An article in the New York Times this week warns that prenatal use of acetaminophen—the main ingredient in Tylenol—has been linked to an increased risk of asthma and attention disorders in children whose mothers took the drug.
Acetaminophen is found in over 600 over-the-counter and prescription medications. Petra Arck, professor of fetal-maternal medicine at the University Medical Center Hamburg-Eppendorf, whose rodent experiments have found that acetaminophen stresses the liver and alters the placenta in pregnant mice, told the Times that because it’s so common pregnant women may be taking more acetaminophen than they are aware.
The damage done by acetaminophen seems to be dose dependent—the more a pregnant woman takes, the more serious the effects in her offspring. But since it’s found in so many products, many marketed for babies and children, what if infants, too, are being exposed to damagingly high levels of acetaminophen?
If acetaminophen can harm the fetus during pregnancy, when the baby has the protection of the mother’s liver, as well as the placenta, what if it’s even more harmful when given directly to infants?
New science has raised troubling concerns about the safety of acetaminophen, the main ingredient in Tylenol, which is nonetheless marketed for pain and fever relief in infants. This photo was taken at a Toys R Us in North Carolina.
The increasing popularity of acetaminophen to treat fever and pain in small children began in the 1980s after it was discovered that aspirin might cause Reye syndrome, a rare but sometimes fatal disorder that causes seizures, liver swelling, and brain swelling. The concern over Reye syndrome back then seemed to justify halting the use of aspirin. But now there is a growing body of scientific evidence suggesting that we inadvertently replaced aspirin with something more dangerous.
In 2008 a team of researchers from UCSD and San Diego State, headed by Stephen Schultz, Ph.D., conducted a survey that found a 20-fold increase in the risk of brain disorders with use of acetaminophen after vaccination, but not with ibuprofen.
Taken out of context, the Schultz study was not enough to sound an alarm. It relied on participants’ recall and did not include independent verification of the amount of acetaminophen toddlers had been given. Another strike against it was that the study size was small (83 brain damaged children and 80 controls). But when you look at subsequent science that supports Schultz’s results, it becomes harder to understand why the medical community has generally ignored the possible harms of acetaminophen to children.
Indeed, a much larger study, involving more than 205,000 children, also published in 2008 (this time in The Lancet) found use of acetaminophen in the first year of life was associated with inflammatory diseases, including asthma and eczema by age six and seven.
Then in 2010, Schultz and Kevin Becker, Ph.D., who trained at Johns Hopkins in Molecular Biology and Genetics and is currently head of a research unit at the National Institutes of Health, hypothesized that the use of acetaminophen in early childhood “may significantly alter subtle immune processes,” and be a possible cause of both asthma and brain dysfunction.

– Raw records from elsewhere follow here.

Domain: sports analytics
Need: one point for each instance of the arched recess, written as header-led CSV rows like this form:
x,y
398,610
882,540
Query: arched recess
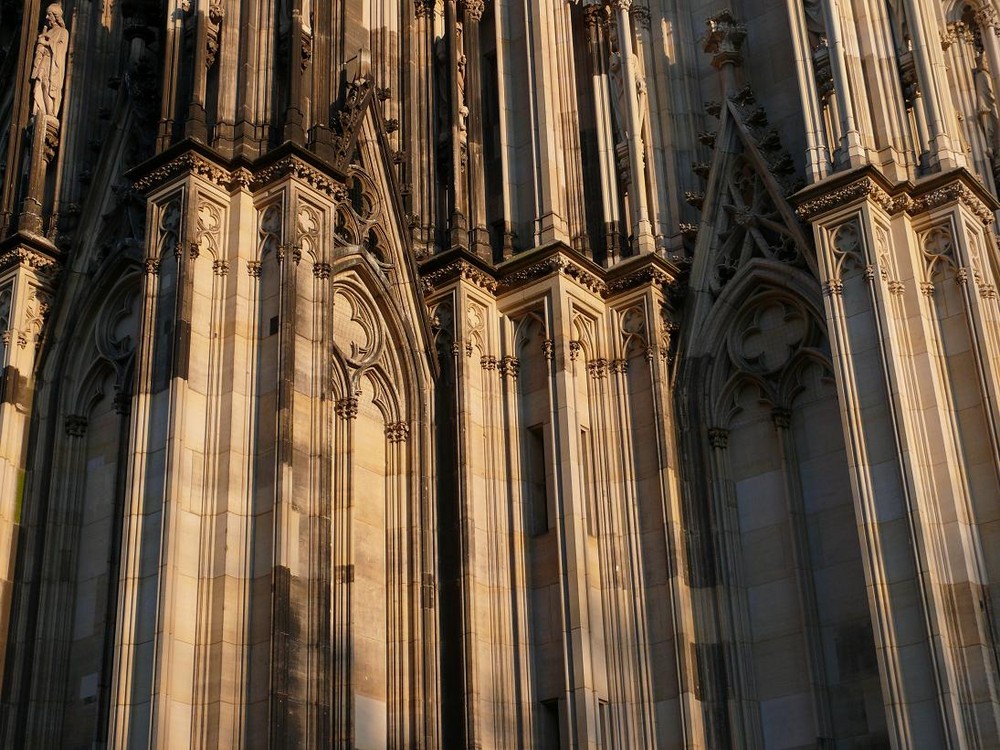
x,y
73,510
785,541
380,515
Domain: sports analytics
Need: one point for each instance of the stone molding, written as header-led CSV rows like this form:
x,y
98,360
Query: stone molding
x,y
913,199
604,283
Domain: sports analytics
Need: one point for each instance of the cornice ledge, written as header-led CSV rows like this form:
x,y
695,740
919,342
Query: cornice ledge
x,y
841,190
30,251
925,195
191,157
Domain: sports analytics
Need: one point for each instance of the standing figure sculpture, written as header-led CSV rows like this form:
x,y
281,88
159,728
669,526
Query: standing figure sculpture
x,y
48,72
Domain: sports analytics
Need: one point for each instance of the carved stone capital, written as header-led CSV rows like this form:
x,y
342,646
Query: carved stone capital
x,y
347,408
782,418
833,288
641,17
509,366
718,437
597,368
724,39
397,432
474,9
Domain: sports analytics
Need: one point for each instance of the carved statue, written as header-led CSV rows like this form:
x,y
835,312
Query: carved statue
x,y
986,103
463,108
48,72
900,26
815,22
618,101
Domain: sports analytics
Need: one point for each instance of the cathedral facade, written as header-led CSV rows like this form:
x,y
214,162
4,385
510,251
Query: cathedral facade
x,y
499,374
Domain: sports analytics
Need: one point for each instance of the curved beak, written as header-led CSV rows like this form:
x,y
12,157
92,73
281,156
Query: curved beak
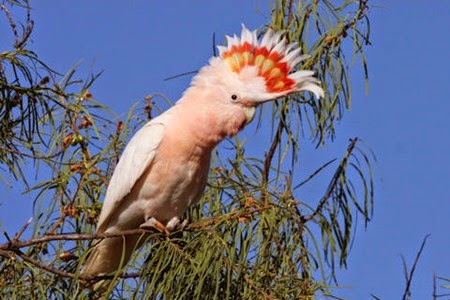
x,y
249,112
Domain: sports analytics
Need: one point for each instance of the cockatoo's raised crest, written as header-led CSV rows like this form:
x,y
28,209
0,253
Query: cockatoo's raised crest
x,y
273,58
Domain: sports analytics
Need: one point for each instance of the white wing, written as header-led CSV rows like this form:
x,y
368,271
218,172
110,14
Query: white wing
x,y
135,159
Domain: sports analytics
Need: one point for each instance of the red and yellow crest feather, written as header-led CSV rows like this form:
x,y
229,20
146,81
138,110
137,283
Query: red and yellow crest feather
x,y
274,59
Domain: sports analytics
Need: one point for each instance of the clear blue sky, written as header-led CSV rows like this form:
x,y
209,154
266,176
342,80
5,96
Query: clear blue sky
x,y
404,118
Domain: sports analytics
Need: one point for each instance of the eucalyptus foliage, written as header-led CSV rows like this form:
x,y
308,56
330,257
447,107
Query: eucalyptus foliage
x,y
252,236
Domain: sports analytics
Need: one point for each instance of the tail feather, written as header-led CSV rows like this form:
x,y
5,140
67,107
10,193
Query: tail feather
x,y
108,256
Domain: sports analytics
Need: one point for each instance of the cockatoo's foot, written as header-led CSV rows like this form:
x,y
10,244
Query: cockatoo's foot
x,y
152,224
175,224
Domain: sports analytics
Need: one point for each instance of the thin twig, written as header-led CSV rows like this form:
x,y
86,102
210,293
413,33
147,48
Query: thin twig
x,y
19,234
409,276
334,181
276,140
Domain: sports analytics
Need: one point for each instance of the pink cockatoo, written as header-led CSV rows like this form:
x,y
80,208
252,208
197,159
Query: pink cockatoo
x,y
164,168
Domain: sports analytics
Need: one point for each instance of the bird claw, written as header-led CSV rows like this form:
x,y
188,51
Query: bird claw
x,y
175,224
152,224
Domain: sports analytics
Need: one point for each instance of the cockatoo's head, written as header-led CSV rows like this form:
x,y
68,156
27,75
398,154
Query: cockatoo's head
x,y
257,71
246,73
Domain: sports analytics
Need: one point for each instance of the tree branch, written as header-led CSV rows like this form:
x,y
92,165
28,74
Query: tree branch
x,y
409,276
334,180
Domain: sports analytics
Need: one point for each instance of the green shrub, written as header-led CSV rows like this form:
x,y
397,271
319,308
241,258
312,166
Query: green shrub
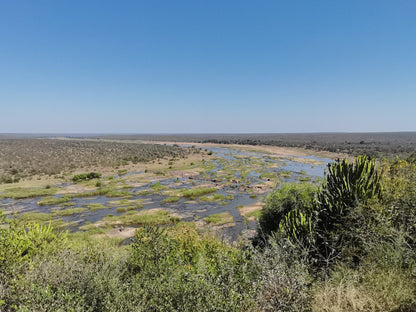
x,y
290,197
86,176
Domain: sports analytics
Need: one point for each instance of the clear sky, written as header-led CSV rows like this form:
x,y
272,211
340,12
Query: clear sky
x,y
207,66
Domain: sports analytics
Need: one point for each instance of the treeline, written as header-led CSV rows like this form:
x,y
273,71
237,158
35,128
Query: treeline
x,y
380,145
346,245
20,158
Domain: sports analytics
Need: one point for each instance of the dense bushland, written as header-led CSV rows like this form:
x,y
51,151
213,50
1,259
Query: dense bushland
x,y
347,245
373,144
20,158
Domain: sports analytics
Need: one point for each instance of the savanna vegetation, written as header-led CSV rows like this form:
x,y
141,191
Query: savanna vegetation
x,y
26,158
348,244
379,145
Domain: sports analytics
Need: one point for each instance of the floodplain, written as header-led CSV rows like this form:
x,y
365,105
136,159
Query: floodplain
x,y
215,187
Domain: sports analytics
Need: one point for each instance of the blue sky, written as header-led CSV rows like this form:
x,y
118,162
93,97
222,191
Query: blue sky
x,y
207,66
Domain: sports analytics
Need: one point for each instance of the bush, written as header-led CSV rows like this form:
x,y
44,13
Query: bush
x,y
284,201
86,176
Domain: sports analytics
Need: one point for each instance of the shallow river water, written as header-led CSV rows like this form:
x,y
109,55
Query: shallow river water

William Shaw, Ph.D., a clinical chemist who had previously worked for the Centers for Disease Control, provides a detailed explanation of how acetaminophen causes damage: acetaminophen depletes the body’s supply of glutathione. Since glutathione is a molecule essential for clearing toxins, the use of acetaminophen can result in essentially a toxic wash of the brain during development.
Scientists now understand even more: acetaminophen derails something called DNA methylation, which is vital in the developmental biology of most life as we know it, from bacteria to humans. Unless you are a single-celled yeast or a tiny roundworm, two organisms that don’t use DNA methylation to control development, acetaminophen can disrupt an essential biological process, one that you need to have a healthy brain and body.